Pathological lesions of the pleura and chest

The pleura is a thin sac that surrounds the lungs and the inside of the chest. Like any other organ, it can be affected by disease.

With inflammation, mechanical or physical damage to the pleura, there are:

  1. Pleurisy. Inflammation of the pleura can be considered both as an independent pathology, and as a consequence of other diseases. About 70% of pleurisy is caused by the invasion of bacteria: Legionella, Staphylococcus aureus and others. With the penetration of infection, with physical and mechanical damage, the visceral and parietal layers of the pleura become inflamed.

The characteristic manifestations of the disease are stabbing or dull pain in the sternum, severe sweating, in severe forms of pleurisy, hemoptysis.

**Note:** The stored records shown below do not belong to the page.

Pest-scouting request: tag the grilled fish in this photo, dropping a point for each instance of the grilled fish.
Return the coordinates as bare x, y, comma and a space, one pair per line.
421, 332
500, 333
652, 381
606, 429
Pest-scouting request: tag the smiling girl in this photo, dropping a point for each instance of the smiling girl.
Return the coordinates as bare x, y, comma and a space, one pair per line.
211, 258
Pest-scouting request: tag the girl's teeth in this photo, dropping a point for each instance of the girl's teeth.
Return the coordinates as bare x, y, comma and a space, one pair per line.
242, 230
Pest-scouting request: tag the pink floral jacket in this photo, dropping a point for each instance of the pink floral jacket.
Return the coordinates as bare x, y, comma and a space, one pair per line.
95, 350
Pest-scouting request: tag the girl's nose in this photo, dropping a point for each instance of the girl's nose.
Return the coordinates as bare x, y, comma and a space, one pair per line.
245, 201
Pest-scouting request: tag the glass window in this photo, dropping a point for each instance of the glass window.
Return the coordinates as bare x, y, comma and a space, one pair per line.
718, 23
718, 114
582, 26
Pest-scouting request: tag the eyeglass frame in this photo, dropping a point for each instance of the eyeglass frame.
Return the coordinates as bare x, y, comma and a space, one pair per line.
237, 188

  1. Pneumothorax... It occurs as a result of the penetration and accumulation of air in the pleural cavity. There are three types of pneumothorax: iatrogenic (resulting from medical procedures); traumatic (as a result of internal damage or injury), spontaneous (due to heredity, lung defect or other disease).

Pneumothorax is fraught with lung collapse and requires immediate medical attention.

Diseases of the chest are associated with pathological processes in the blood vessels:

  1. Pulmonary hypertension... The first signs of the disease are associated with a violation and change in pressure in the main vessels of the lungs.

Important. The forecast is disappointing. 20 people out of a hundred die. The timing of the development of the disease is difficult to predict, they depend on many factors, and, first of all, on the stability of blood pressure and the condition of the lungs. The most alarming sign is frequent fainting. In any case, the survival rate of patients, even with the use of all possible methods of treatment, does not cross the five-year threshold.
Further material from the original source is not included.